Olá Pessoal, resolvi colocar uma crônica que escrevi para a Revista Plenário sobre o trânsito de Fortaleza. Como algumas pessoas não possuem acesso à Revista, então decidi colocar aqui para que vocês possam se deleitar com o que escrevi. Qualquer semelhança com alguma situação que você tenha passado, não é mera coincidência...
A Fortaleza e seus contrastes
Sem chuva, porém em horário de “pico” a viagem pela REVISTA PLENÁRIO começa por volta seis horas e encerra às nove da manhã do dia 8 de junho de 2009 e retrata o mundo desigual em que vivemos.
Dizem que brasileiro é louco por carro. Uma frase clichê, mas que as revendedoras de veículos estão aí para comprovar, principalmente com a redução do imposto sobre produtos industrializados (IPI). Porém, não podemos esquecer que somos loucos por ônibus, não por vontade própria, mas por livre e espontânea pressão. Este transporte é a salvação para os que não possuem carro, a dor de cabeça do passageiro apressado e uma das melhores desculpas para o eterno atrasadinho. Quando o trânsito é lento e a viagem que duraria em média 40minutos dura uma hora e meia? A REVISTA PLENÁRIO percorreu a cidade através da linha 051(Grande Circular 1) e observou o quanto uma viagem no transporte público da Capital revela um mundo repleto de contrastes.

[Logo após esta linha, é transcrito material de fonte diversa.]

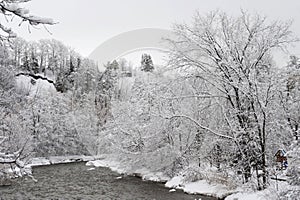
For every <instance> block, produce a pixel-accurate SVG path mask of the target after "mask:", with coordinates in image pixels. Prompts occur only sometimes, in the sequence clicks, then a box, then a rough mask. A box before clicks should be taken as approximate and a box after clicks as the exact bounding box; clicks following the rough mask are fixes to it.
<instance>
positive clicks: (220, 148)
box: [0, 1, 300, 199]
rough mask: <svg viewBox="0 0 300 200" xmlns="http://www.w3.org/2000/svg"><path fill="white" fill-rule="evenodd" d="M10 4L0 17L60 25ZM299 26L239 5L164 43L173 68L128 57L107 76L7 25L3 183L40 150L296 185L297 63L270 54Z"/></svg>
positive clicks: (299, 104) (47, 42) (169, 59)
mask: <svg viewBox="0 0 300 200" xmlns="http://www.w3.org/2000/svg"><path fill="white" fill-rule="evenodd" d="M18 2H22V1H18ZM13 5H16V4H10V1H1V2H0V7H1V14H2V15H7V14H8V13H10V14H14V15H16V16H18V17H20V18H21V19H22V20H24V21H25V22H28V23H29V24H31V25H32V26H35V25H38V24H46V25H47V24H48V25H54V26H55V24H54V23H53V22H52V21H51V20H49V19H46V20H43V19H42V18H35V17H28V15H26V13H24V11H22V10H20V9H17V7H14V6H13ZM291 26H292V23H290V22H284V21H273V22H272V21H271V22H270V21H269V20H268V19H267V18H265V17H262V16H260V15H253V14H249V13H247V12H243V11H242V12H241V13H240V15H239V16H238V17H232V16H229V15H228V14H226V13H224V12H222V11H213V12H209V13H206V14H203V13H196V14H195V16H194V18H193V19H192V20H191V23H187V24H184V23H179V24H175V25H174V26H173V32H174V33H175V35H176V38H172V39H164V42H166V43H168V44H169V46H170V49H169V53H168V59H169V60H168V65H167V66H159V65H155V64H153V63H155V61H153V62H152V60H151V55H147V54H144V55H141V57H142V59H141V65H140V66H137V67H133V66H132V65H131V64H130V63H129V62H128V61H126V60H125V59H121V60H114V61H111V62H109V63H107V64H106V65H105V71H99V69H98V66H97V64H96V63H95V62H93V61H92V60H89V59H88V58H85V57H83V56H81V55H80V54H79V53H77V52H75V51H74V50H73V49H72V48H71V47H68V46H66V45H64V44H63V43H62V42H60V41H57V40H54V39H43V40H39V41H31V42H29V41H25V40H24V39H22V38H20V37H14V34H13V32H12V31H11V30H9V29H7V28H5V27H4V26H2V24H0V29H2V32H3V33H2V35H1V46H0V57H1V58H0V93H1V95H0V116H1V120H0V144H1V146H0V183H1V182H2V181H4V180H5V179H8V178H11V176H12V175H11V174H10V173H7V172H6V169H7V168H12V169H14V168H15V167H17V168H20V169H24V167H25V166H26V164H27V163H28V162H30V159H32V158H34V157H49V156H68V155H92V156H96V155H106V156H108V157H111V158H113V159H114V160H119V161H120V162H121V163H122V166H123V167H124V168H125V169H126V171H127V172H128V173H133V172H135V171H137V170H138V169H144V168H145V169H148V170H150V171H152V172H161V173H163V174H164V175H165V176H167V177H169V178H170V179H171V178H173V177H176V176H178V175H180V176H182V177H183V182H195V181H198V180H206V181H208V182H209V183H217V184H222V185H225V186H226V187H228V188H229V189H230V190H233V189H234V188H237V187H239V186H240V185H244V186H245V187H247V188H252V189H253V190H254V191H260V190H267V189H268V188H269V187H270V181H271V179H272V177H274V176H275V174H284V175H285V176H286V177H287V182H288V185H289V186H290V187H291V188H293V187H299V184H300V179H299V177H300V168H299V164H300V146H299V136H300V130H299V129H300V127H299V125H300V115H299V113H300V59H299V58H298V57H297V56H294V55H291V56H290V60H289V61H288V62H287V63H286V65H284V66H278V65H276V63H275V61H274V55H276V54H274V53H275V52H276V51H280V50H284V51H286V50H288V49H289V48H290V47H291V45H298V43H297V42H298V38H297V36H295V35H294V34H293V33H292V32H291ZM120 45H122V44H120ZM281 149H283V150H285V151H287V158H288V167H287V169H285V170H283V169H282V168H286V166H283V165H282V164H283V163H281V162H279V163H278V162H276V158H275V154H276V152H277V151H278V150H281ZM280 192H281V193H280V196H281V197H282V199H297V197H299V195H300V193H299V190H297V189H288V190H285V191H280Z"/></svg>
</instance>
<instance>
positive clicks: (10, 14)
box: [0, 0, 55, 44]
mask: <svg viewBox="0 0 300 200" xmlns="http://www.w3.org/2000/svg"><path fill="white" fill-rule="evenodd" d="M28 1H30V0H2V1H0V8H1V11H0V15H2V17H4V18H7V20H2V21H1V23H0V30H1V33H0V41H1V44H3V42H4V41H7V40H9V39H10V38H14V37H16V34H15V33H14V32H13V30H12V29H11V28H10V27H9V22H10V21H11V20H13V19H14V18H15V17H16V18H19V19H20V25H21V24H22V23H24V22H28V23H29V25H31V26H37V25H39V24H43V25H53V24H55V22H54V21H53V20H52V19H49V18H42V17H38V16H34V15H32V14H30V13H29V10H28V9H26V8H23V7H22V6H21V5H22V4H23V3H26V2H28ZM5 21H6V23H5Z"/></svg>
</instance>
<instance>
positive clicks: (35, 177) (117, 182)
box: [0, 162, 216, 200]
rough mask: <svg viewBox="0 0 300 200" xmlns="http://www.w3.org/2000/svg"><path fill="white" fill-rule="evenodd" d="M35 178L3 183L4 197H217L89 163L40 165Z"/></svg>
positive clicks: (176, 198) (44, 197) (167, 197)
mask: <svg viewBox="0 0 300 200" xmlns="http://www.w3.org/2000/svg"><path fill="white" fill-rule="evenodd" d="M33 175H34V178H35V179H37V181H33V180H32V179H31V178H23V179H22V180H21V181H18V182H14V183H13V184H12V185H11V186H5V187H0V199H1V200H11V199H13V200H19V199H20V200H23V199H24V200H27V199H28V200H29V199H30V200H35V199H36V200H37V199H38V200H42V199H49V200H50V199H51V200H68V199H86V200H89V199H93V200H94V199H122V200H123V199H124V200H126V199H128V200H134V199H151V200H154V199H156V200H160V199H161V200H171V199H172V200H175V199H180V200H185V199H187V200H188V199H190V200H195V199H201V200H216V198H212V197H204V196H201V195H188V194H185V193H183V192H182V191H176V192H169V189H168V188H165V187H164V185H163V184H160V183H154V182H150V181H143V180H141V179H140V178H137V177H132V176H123V177H122V178H120V175H119V174H117V173H115V172H113V171H111V170H110V169H108V168H101V167H99V168H94V169H93V168H91V167H90V166H86V165H85V163H83V162H82V163H71V164H59V165H50V166H40V167H35V168H34V169H33Z"/></svg>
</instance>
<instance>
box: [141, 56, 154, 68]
mask: <svg viewBox="0 0 300 200" xmlns="http://www.w3.org/2000/svg"><path fill="white" fill-rule="evenodd" d="M153 70H154V66H153V62H152V58H151V56H150V55H148V54H143V55H142V60H141V71H145V72H152V71H153Z"/></svg>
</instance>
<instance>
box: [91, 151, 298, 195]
mask: <svg viewBox="0 0 300 200" xmlns="http://www.w3.org/2000/svg"><path fill="white" fill-rule="evenodd" d="M86 165H87V166H93V167H108V168H110V169H111V170H113V171H115V172H118V173H120V174H126V175H134V176H138V177H141V178H142V179H143V180H149V181H157V182H164V183H165V186H166V187H168V188H170V192H172V191H174V189H175V190H176V189H180V190H183V191H184V192H186V193H188V194H201V195H206V196H212V197H216V198H220V199H225V200H253V199H256V200H269V199H274V200H276V199H280V196H279V195H280V193H282V192H284V191H287V190H290V189H292V190H294V189H295V188H291V187H290V186H289V185H288V183H287V182H285V181H278V182H277V183H276V181H274V180H270V185H269V187H268V189H266V190H263V191H253V190H252V189H250V188H249V187H247V186H238V187H236V188H235V189H232V188H228V186H226V185H223V184H216V183H209V182H208V181H207V180H199V181H195V182H185V179H184V177H183V176H181V175H179V176H175V177H168V176H166V175H165V174H163V173H162V172H152V171H150V170H148V169H138V170H133V171H132V170H128V168H127V166H125V165H124V164H122V163H121V162H120V161H117V160H116V159H114V158H113V157H110V156H107V157H105V156H103V157H102V158H101V159H100V160H93V161H89V162H87V163H86Z"/></svg>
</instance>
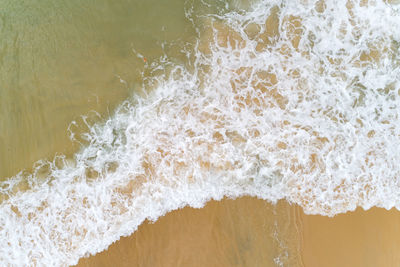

Elegância e miséria se misturam nas diversas “Fortalezas” existentes em nossa capital. Logo quando saímos do terminal do Papicu, as avenidas dos Jangadeiros, Engenheiro Santana Júnior e César Cals mostram o cuidado com a Fortaleza Bela. Saindo do bairro Dunas e chegando à Avenida Vicente de Castro, podemos perceber claramente os mundos distantes que predominam no dia a dia de uma cidade dividida entre o luxo e a pobreza. O trajeto percorrido é repleto de opostos. Pistas duplas em perfeito estado, boa sinalização e canteiros centrais vistos em torno do terminal do Papicu está contrário ao que foi visto a caminho dos terminais Antônio Bezerra, Siqueira e Messejana. Com asfalto em péssimas condições, buracos que parecem uma cratera, e total falta de sinalização.
Uma coisa é certa: o povo quer ruas e avenidas largas e bem arborizadas, canteiros a sua volta, praias limpas e lagoas preservadas, passarelas para caminhadas, ciclovias, sair de casa pegar a condução e chegar a seu destino com conforto, segurança e pontualidade. Enquanto vivemos neste mundo de esperança, somos obrigados a conviver com os engarrafamentos sem fim, freadas bruscas nos coletivos, causados pelas crateras existente no asfalto, e muito lixo, não só resíduos de uma sociedade com problemas, mas de um lixo musical que é escutado pelos motoristas e que somos obrigados a ouvir até o fim do nosso destino.
Esta foi a minha crônica. O que realmente ocorre é que desde que foi realizada a publicação da mesma, nada mudou. Não sei como chegaremos 2014 com a realização da Copa em nosso País, e o que é pior, ainda Fortaleza ainda vai ser uma das sub-sedes.
Resta apenas esperar... esperar... e finalmente, esperar!